The transition to turbulence in linearly stable shear flows is one of the most intriguing and outstanding problems in classical physics. It is of fundamental interest from a mathematical and physical perspective, since understanding the mechanisms that trigger turbulence would give great insight into the nature of turbulence and would provide a foundation for control of these flows. Turbulent dynamics are readily observed at flow speeds where the laminar state remains stable under infinitesimal perturbations. Moreover, for a smaller class of shear flows, such as plane Couette flow and pipe flow, linear stability theory predicts that the laminar state remains stable for all Reynolds numbers. However, numerical simulations and experiments provide evidence that these flows exhibit turbulence for sufficiently high Reynolds numbers and perturbations.

The accepted representation of the behaviors in state space postulated that the stable laminar solution coexisted with the turbulent regime. Only recently, the notion of a third, dynamically invariant region that might lie between the laminar and turbulent regions in state space has been suggested. In it, the dynamics would differ from those observed in the laminar and turbulent regimes. This boundary, called the edge of chaos, contains invariant solutions, the edge states which are too weak to become turbulent and too strong to decay to the laminar state. The edge of chaos separates trajectories that directly decay to the laminar state from those that grow and become turbulent.
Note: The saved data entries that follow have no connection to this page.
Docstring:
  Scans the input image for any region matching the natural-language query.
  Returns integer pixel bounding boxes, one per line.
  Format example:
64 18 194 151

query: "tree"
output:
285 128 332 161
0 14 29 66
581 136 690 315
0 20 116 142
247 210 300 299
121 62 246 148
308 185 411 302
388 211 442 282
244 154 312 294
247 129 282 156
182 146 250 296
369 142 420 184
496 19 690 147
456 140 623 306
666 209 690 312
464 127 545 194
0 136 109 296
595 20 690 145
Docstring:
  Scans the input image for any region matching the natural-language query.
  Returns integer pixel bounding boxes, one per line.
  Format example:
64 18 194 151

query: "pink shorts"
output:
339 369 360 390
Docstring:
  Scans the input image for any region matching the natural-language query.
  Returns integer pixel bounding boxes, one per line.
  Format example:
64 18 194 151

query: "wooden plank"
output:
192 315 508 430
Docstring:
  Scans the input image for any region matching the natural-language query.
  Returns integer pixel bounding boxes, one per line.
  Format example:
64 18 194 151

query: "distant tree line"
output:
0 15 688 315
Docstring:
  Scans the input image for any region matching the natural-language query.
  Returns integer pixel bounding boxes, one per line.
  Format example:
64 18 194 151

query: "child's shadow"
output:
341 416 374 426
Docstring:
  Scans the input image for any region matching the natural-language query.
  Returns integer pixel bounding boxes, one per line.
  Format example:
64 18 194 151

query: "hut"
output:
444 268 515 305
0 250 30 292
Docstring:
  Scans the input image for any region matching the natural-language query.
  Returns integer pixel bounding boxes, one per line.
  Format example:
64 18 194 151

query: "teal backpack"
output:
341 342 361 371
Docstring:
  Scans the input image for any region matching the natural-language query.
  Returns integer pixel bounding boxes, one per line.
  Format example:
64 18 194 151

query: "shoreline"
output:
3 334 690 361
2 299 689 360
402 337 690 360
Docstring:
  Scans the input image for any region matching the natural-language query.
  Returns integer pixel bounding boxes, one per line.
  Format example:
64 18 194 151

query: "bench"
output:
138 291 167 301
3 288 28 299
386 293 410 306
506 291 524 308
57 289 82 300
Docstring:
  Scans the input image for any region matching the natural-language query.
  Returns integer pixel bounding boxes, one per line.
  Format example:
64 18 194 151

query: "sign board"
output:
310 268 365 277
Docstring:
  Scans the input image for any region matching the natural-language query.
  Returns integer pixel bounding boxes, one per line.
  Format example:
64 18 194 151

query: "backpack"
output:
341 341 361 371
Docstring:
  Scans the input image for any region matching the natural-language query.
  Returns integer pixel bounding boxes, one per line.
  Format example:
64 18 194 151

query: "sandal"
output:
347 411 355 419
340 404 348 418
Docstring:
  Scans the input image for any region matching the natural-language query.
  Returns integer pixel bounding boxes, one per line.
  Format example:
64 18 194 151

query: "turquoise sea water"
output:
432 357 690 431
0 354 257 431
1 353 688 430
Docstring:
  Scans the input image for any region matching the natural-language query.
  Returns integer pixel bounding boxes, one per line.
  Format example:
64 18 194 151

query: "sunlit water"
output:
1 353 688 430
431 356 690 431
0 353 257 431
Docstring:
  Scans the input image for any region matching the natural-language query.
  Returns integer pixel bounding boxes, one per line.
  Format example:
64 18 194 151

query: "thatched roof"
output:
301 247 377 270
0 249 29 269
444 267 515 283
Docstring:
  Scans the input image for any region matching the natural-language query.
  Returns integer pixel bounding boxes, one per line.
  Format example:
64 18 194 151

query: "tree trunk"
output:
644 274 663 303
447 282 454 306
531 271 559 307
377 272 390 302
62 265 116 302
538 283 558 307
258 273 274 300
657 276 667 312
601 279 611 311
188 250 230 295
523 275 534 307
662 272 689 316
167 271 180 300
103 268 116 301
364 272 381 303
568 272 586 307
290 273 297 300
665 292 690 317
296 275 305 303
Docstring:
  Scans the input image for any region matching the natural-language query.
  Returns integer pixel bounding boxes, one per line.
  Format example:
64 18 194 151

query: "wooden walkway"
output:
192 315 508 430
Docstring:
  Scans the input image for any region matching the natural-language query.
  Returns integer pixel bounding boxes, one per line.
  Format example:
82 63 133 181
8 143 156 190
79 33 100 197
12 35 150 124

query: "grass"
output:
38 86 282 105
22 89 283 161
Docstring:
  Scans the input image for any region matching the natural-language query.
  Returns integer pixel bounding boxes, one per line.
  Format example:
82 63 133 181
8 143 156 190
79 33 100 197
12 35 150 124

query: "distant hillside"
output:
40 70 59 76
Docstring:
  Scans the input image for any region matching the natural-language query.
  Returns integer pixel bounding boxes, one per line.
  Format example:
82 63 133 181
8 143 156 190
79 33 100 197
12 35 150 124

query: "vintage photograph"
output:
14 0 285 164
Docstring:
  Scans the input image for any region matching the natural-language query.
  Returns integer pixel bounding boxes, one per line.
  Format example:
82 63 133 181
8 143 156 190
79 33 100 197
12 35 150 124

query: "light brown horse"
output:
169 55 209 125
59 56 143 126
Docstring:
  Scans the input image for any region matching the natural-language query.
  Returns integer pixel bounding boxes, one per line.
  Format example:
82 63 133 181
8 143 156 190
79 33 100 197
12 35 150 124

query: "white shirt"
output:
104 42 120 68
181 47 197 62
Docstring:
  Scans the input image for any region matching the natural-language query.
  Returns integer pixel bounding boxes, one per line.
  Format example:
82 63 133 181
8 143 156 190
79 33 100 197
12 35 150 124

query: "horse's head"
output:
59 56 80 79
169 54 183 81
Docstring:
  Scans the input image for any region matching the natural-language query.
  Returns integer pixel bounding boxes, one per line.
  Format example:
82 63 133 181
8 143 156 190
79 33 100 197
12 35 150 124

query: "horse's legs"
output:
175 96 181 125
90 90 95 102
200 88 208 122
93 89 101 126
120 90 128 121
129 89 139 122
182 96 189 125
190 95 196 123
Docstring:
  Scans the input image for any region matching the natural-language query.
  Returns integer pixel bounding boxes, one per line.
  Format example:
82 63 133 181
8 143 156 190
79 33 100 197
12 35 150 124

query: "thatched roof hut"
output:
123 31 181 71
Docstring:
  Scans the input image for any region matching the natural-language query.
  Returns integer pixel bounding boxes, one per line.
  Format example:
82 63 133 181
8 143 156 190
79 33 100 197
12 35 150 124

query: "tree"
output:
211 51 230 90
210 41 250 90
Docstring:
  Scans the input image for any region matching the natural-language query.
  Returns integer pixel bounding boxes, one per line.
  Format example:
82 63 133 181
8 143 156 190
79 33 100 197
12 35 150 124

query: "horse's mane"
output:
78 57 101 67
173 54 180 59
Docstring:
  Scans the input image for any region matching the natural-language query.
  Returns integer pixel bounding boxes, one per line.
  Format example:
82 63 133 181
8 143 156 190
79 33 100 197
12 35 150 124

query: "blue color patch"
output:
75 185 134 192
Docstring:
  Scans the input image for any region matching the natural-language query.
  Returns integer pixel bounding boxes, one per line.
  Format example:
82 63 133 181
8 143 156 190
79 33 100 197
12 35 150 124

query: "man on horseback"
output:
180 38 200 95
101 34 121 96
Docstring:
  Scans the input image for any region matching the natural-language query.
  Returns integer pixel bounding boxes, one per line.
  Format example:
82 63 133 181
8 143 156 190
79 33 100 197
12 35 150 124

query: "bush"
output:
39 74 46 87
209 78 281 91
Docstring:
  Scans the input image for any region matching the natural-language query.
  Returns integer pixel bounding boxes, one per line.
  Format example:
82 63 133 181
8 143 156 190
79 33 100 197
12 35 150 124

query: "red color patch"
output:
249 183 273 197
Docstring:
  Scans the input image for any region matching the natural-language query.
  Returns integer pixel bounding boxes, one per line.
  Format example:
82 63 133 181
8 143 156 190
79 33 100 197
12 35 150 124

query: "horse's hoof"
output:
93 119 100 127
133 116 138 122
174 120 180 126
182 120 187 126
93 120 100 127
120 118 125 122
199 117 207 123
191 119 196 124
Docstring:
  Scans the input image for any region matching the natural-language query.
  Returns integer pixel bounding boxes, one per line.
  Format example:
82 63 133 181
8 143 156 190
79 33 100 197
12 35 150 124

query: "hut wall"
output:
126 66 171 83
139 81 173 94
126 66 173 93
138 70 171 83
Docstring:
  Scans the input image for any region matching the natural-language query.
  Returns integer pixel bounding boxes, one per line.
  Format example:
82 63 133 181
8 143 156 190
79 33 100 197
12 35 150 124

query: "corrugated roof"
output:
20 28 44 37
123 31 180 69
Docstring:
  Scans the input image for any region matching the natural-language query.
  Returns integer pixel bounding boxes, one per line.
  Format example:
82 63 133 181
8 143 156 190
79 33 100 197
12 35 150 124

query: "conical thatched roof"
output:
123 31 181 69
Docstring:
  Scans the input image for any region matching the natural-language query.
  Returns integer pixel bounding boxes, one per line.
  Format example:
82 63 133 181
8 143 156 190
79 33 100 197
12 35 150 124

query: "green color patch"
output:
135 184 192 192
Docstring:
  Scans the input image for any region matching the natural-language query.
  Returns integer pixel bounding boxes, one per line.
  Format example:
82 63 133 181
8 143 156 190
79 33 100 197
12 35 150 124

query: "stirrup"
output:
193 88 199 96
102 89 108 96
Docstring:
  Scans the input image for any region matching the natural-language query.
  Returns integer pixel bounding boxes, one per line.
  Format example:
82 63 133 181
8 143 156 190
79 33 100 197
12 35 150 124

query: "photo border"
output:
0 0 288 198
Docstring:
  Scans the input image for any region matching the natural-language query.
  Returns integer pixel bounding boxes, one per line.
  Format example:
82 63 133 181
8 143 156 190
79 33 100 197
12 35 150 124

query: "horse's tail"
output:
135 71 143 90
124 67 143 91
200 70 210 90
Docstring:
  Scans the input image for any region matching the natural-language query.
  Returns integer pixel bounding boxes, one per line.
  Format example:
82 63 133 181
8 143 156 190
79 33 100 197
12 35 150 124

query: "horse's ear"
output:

These edge states, which can be either dynamically simple or complex structures, are identified using an iterated edge tracking algorithm based on a bisection method. This dissertation focuses on a dynamical systems analysis of the transition to turbulence in sinusoidal shear flow and plane Couette flow. For sinusoidal shear flow, the edge of chaos is characterized for a low-dimensional model derived via a Galerkin projection onto physically meaningful modes. The edge coincides with the codimension-1 stable manifold of an unstable periodic orbit. For the related system of plane Couette flow, direct numerical simulations of the Navier-Stokes equations are performed to identify edge states for different flow domains. For a particular range of flow geometries, multiple, non-symmetry related edge states, which coexist in state space, were found. The characterization of the edge of chaos will provide a greater understanding of the transition to turbulence in turbulent shear flows.